Sunswift to attempt to break world solar land speed record

Wednesday Test Run from UNSW Solar Racing Team on Vimeo.

The University of New South Wales (UNSW) Sunswift Solar Racing Team will attempt to break the world land speed record for a solar car next month.

The team's solar car, affectionately known IVy, is a $280,000 three-wheeled, hand-built, carbon-fibre machine which can reach a top speed of 115 km/h using just 1300 W, the same amount of power it takes to toast two slices of bread.

With nothing more than solar energy from photovoltaic cells (no additional power from a battery), the team expects the car to hit at least 90km/h, which would break the record by 11km/h.

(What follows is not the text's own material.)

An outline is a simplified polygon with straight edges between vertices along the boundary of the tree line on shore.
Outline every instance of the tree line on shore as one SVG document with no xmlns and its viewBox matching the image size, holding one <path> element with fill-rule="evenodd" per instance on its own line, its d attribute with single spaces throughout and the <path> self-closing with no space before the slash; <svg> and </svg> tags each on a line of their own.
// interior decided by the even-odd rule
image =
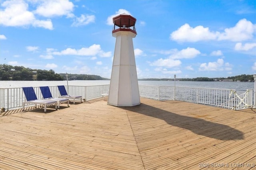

At a recent test run at the Western Sydney International Dragway at Eastern Creek earlier this month Business team leader and driver Kristen Casalenuovo said the attempt would show just how quickly solar innovations are progressing.

"A lot of the things created within solar have been adopted with electric cars seen on the road," the photovoltaics PhD student said.

A Guinness World Book of Records official will attend the attempt at an airstrip at the HMAS Albatross near Nowra on the southern NSW coast.

The team’s world record attempt looks promising after they recorded a top speed of 115km/h during the 3000km Global Green Challenge from Darwin to Adelaide.

The Sunswift team need perfect conditions with no wind or clouds so the panels can generate maximum possible energy from the sun with minimal aerodynamic resistance.